Ingredients
- 1 large Pink Lady apple - peeled, cored and diced
- 1 large Bartlett pear - peeled, cored and diced
- ¼ cup brown sugar
- 1 tablespoon vanilla extract
- 2 teaspoons cornstarch
- 1 teaspoon ground cinnamon
- ½ teaspoon ground nutmeg
- ¼ teaspoon ground cloves
- 1 pinch salt
- 1 egg
- 1 tablespoon water
- 1 recipe pastry for a 9-inch double crust pie
- 2 tablespoons coarse granulated sugar, or as needed (Optional)
- ½ cup dark chocolate chips (Optional)
Why This Meal Is A Winner
Kitchen Advice
- Don’t overfill the pies to prevent the filling from leaking during baking.
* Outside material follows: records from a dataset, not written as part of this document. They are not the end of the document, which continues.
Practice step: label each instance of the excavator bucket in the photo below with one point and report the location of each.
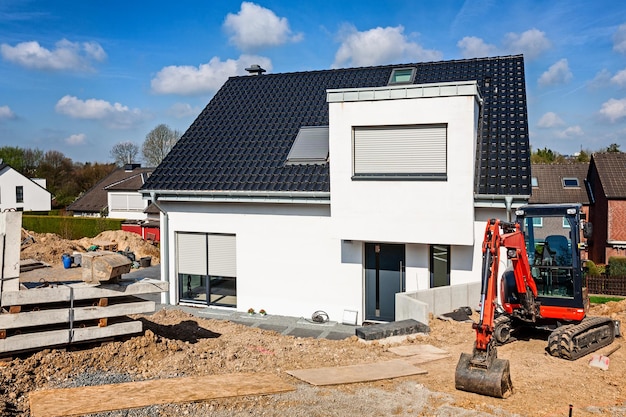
(492, 378)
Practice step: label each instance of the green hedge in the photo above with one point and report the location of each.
(617, 266)
(70, 227)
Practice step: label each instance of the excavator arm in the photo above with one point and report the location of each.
(482, 372)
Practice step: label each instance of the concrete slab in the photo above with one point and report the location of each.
(396, 328)
(300, 332)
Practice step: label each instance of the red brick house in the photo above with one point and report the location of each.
(606, 183)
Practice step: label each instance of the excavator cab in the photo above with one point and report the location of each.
(543, 285)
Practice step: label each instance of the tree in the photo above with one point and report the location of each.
(159, 141)
(124, 153)
(613, 147)
(546, 156)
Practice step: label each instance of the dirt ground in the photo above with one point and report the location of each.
(177, 344)
(49, 247)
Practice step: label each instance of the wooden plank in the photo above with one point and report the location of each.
(62, 315)
(95, 399)
(83, 291)
(417, 354)
(28, 341)
(357, 373)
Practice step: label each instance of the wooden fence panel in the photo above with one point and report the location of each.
(603, 285)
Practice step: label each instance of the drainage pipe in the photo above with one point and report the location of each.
(165, 249)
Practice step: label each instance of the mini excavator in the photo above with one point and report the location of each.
(542, 288)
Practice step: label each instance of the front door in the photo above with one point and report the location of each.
(384, 277)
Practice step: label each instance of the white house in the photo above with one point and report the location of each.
(117, 195)
(340, 190)
(18, 192)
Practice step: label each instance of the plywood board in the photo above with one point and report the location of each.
(357, 373)
(417, 354)
(95, 399)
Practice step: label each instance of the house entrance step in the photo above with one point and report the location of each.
(394, 328)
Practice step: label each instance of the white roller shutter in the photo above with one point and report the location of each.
(402, 150)
(222, 255)
(191, 253)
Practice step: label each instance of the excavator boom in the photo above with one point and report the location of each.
(482, 372)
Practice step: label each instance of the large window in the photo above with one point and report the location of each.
(207, 268)
(439, 266)
(126, 202)
(400, 152)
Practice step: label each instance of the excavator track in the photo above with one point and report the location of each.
(574, 341)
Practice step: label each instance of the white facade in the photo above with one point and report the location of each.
(18, 192)
(296, 258)
(126, 205)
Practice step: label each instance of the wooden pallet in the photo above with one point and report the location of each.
(64, 314)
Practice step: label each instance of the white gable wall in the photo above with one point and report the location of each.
(35, 198)
(417, 211)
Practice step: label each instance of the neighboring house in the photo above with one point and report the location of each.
(116, 196)
(340, 190)
(607, 195)
(21, 193)
(558, 183)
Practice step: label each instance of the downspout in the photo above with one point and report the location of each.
(165, 260)
(508, 201)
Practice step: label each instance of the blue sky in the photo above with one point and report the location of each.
(80, 76)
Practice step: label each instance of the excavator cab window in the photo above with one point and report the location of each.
(549, 248)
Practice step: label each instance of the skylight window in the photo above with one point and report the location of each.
(310, 146)
(402, 76)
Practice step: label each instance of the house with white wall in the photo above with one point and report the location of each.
(116, 196)
(340, 190)
(18, 192)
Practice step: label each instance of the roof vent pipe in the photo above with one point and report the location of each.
(255, 69)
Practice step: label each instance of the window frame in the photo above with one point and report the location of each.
(396, 71)
(19, 193)
(431, 264)
(386, 152)
(565, 181)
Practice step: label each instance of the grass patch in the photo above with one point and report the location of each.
(601, 299)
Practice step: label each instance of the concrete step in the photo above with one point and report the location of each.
(394, 328)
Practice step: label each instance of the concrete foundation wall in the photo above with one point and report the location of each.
(418, 305)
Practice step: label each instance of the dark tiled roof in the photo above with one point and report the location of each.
(611, 168)
(95, 199)
(242, 138)
(550, 187)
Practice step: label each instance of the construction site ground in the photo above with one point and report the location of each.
(185, 341)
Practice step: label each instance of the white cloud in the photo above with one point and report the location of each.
(601, 80)
(550, 120)
(572, 131)
(206, 78)
(181, 110)
(473, 47)
(6, 113)
(66, 55)
(614, 109)
(558, 73)
(114, 115)
(255, 27)
(619, 78)
(77, 139)
(531, 43)
(619, 39)
(379, 46)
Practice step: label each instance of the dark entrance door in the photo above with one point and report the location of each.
(384, 277)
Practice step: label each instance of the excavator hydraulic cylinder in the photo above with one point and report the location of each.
(492, 379)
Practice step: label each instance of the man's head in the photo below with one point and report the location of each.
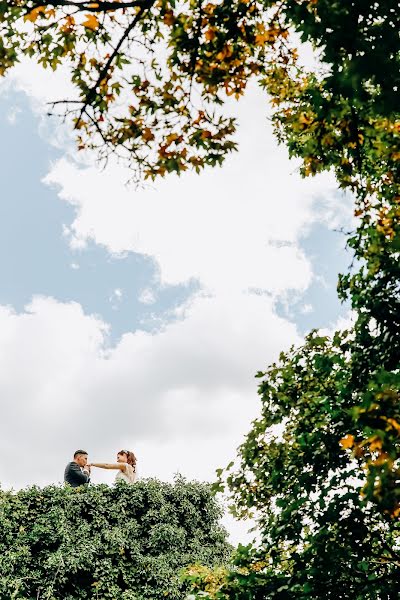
(80, 457)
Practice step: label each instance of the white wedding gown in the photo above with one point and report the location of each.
(128, 476)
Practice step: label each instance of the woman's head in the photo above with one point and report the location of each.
(126, 456)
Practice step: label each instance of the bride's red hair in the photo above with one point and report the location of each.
(131, 458)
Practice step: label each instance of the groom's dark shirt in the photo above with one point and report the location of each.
(74, 475)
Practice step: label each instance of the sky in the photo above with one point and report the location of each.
(137, 318)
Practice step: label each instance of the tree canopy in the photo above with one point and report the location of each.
(151, 76)
(320, 468)
(127, 542)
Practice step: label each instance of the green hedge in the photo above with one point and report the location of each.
(99, 542)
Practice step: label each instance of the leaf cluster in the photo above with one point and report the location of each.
(125, 542)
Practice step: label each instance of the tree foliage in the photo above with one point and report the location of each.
(125, 542)
(151, 76)
(320, 468)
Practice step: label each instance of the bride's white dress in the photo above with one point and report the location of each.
(128, 476)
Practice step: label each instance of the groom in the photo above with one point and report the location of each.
(77, 472)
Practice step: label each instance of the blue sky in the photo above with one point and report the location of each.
(201, 282)
(36, 258)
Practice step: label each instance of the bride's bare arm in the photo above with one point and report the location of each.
(117, 466)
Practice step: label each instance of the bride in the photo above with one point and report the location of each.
(125, 465)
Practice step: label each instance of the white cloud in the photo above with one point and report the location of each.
(221, 228)
(181, 398)
(147, 296)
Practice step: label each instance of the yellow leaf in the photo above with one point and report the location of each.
(347, 441)
(147, 134)
(210, 34)
(91, 22)
(375, 443)
(35, 13)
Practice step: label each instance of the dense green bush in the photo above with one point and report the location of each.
(121, 543)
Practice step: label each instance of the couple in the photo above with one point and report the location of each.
(77, 472)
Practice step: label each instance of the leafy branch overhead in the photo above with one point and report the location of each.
(151, 76)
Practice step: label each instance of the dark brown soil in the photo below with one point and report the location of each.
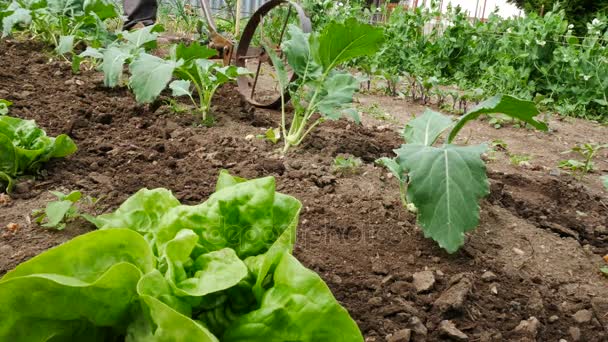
(542, 236)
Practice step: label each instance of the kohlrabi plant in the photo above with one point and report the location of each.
(157, 270)
(4, 104)
(150, 75)
(65, 209)
(445, 183)
(62, 24)
(584, 165)
(25, 148)
(321, 92)
(113, 57)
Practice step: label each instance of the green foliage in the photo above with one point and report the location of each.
(320, 88)
(445, 183)
(578, 12)
(4, 104)
(347, 165)
(587, 152)
(25, 147)
(161, 271)
(58, 213)
(62, 24)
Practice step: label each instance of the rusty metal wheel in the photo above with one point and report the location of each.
(269, 25)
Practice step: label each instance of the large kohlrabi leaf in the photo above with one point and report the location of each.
(299, 55)
(426, 129)
(446, 185)
(341, 42)
(114, 58)
(144, 36)
(504, 104)
(88, 283)
(298, 307)
(150, 75)
(339, 89)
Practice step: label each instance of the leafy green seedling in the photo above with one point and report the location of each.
(446, 183)
(272, 134)
(207, 77)
(58, 213)
(4, 104)
(587, 152)
(347, 165)
(320, 88)
(519, 159)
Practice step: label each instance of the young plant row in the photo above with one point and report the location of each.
(157, 270)
(532, 57)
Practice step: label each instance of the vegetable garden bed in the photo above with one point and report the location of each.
(541, 235)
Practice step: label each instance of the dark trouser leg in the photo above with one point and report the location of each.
(140, 11)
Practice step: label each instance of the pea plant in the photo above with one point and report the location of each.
(445, 183)
(320, 88)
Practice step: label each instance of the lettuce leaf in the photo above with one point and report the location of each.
(25, 147)
(157, 270)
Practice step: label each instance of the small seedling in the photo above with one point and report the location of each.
(377, 113)
(347, 165)
(4, 104)
(58, 213)
(519, 159)
(585, 165)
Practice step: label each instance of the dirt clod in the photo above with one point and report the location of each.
(423, 281)
(454, 297)
(448, 329)
(583, 316)
(403, 335)
(528, 327)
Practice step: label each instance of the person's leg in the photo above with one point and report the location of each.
(139, 11)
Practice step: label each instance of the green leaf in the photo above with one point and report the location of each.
(114, 58)
(339, 89)
(4, 104)
(505, 104)
(445, 185)
(101, 8)
(143, 36)
(180, 88)
(66, 44)
(28, 147)
(55, 212)
(279, 67)
(426, 129)
(341, 42)
(394, 167)
(298, 307)
(141, 212)
(19, 16)
(150, 76)
(299, 55)
(189, 53)
(88, 282)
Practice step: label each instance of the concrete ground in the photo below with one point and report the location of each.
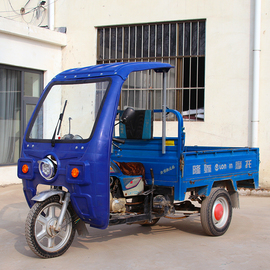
(168, 245)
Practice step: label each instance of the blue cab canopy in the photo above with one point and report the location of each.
(120, 68)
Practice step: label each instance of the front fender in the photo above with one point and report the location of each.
(42, 196)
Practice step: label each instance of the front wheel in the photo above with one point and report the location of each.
(40, 235)
(216, 212)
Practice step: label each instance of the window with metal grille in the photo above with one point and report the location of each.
(182, 44)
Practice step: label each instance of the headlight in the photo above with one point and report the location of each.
(47, 168)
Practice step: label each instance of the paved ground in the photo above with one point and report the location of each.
(168, 245)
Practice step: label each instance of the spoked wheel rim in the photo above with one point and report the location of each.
(46, 236)
(220, 212)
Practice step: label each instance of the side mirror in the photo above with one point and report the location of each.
(127, 115)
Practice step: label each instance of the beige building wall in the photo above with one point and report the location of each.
(27, 46)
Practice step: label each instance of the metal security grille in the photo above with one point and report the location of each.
(182, 44)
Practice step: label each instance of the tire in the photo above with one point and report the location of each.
(44, 241)
(216, 212)
(148, 223)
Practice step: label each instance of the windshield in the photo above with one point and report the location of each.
(68, 112)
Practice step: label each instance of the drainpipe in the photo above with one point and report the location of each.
(51, 14)
(256, 75)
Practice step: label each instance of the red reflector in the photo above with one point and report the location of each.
(75, 172)
(25, 168)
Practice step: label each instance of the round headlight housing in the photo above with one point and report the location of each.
(47, 168)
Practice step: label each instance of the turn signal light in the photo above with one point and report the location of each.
(25, 168)
(75, 172)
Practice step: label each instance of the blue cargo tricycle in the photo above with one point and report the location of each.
(104, 167)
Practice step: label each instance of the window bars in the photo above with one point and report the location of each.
(182, 44)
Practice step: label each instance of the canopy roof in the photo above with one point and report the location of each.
(122, 69)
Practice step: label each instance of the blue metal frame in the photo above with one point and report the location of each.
(89, 192)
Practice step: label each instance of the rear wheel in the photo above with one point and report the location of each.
(216, 212)
(40, 234)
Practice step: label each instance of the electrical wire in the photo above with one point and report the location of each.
(34, 12)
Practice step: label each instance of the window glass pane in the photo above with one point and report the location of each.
(132, 42)
(107, 43)
(201, 72)
(180, 39)
(152, 40)
(10, 115)
(194, 38)
(193, 72)
(119, 42)
(145, 40)
(79, 104)
(166, 40)
(173, 40)
(139, 42)
(187, 39)
(113, 42)
(202, 38)
(186, 72)
(100, 46)
(159, 40)
(31, 84)
(126, 42)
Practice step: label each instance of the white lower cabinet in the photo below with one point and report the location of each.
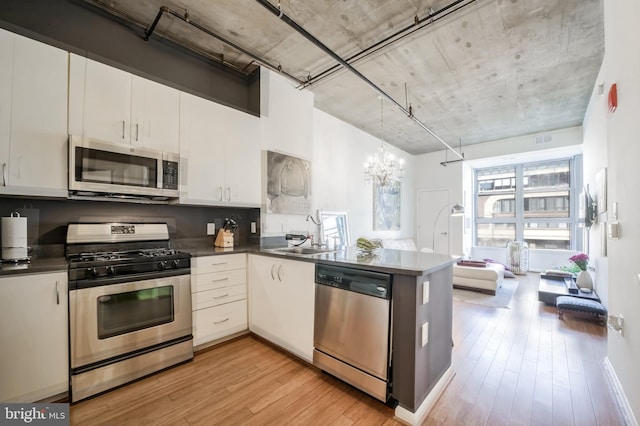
(218, 296)
(34, 359)
(281, 302)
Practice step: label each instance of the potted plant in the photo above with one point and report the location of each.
(583, 279)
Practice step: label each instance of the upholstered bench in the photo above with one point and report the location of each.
(486, 279)
(583, 307)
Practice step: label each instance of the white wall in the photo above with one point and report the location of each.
(337, 151)
(622, 66)
(340, 151)
(595, 160)
(431, 176)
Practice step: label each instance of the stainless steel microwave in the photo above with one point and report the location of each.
(103, 169)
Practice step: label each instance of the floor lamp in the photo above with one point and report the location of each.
(457, 209)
- Brush the tops with egg wash for a golden, shiny finish.
Step 1
Heat your oven to 400°F (200°C) and line a baking sheet with parchment paper. In a bowl, mix together the chopped apple, pear, brown sugar, vanilla, cornstarch, cinnamon, nutmeg, cloves, and a pinch of salt until everything is well combined.
Step 2
Lightly flour your work surface and roll out the pastry dough. Use a 3- to 4-inch round cutter to cut out circles. Spoon a little of the fruit filling onto the center of each circle, then fold the dough over to create a half-moon shape. Press the edges firmly to seal, and if you like, use a fork to crimp the edges for a nice finish. Place the pies on your prepared baking sheet.
Step 3
Use a sharp knife to make three small slits on top of each pie to let steam escape. Whisk together an egg and a splash of water, then brush this over the pies’ tops. Sprinkle a bit of decorating sugar on them for some sparkle.
Step 4
Pop the pies in the oven and bake for about 25 minutes, or until they’re lightly golden. Let them cool on a rack for around 20 minutes before moving on.
Step 5
If you want, melt some chocolate chips in a microwave-safe bowl by heating in 15-second bursts, stirring in between, until smooth. Drizzle the melted chocolate over the cooled pies for a delicious finishing touch.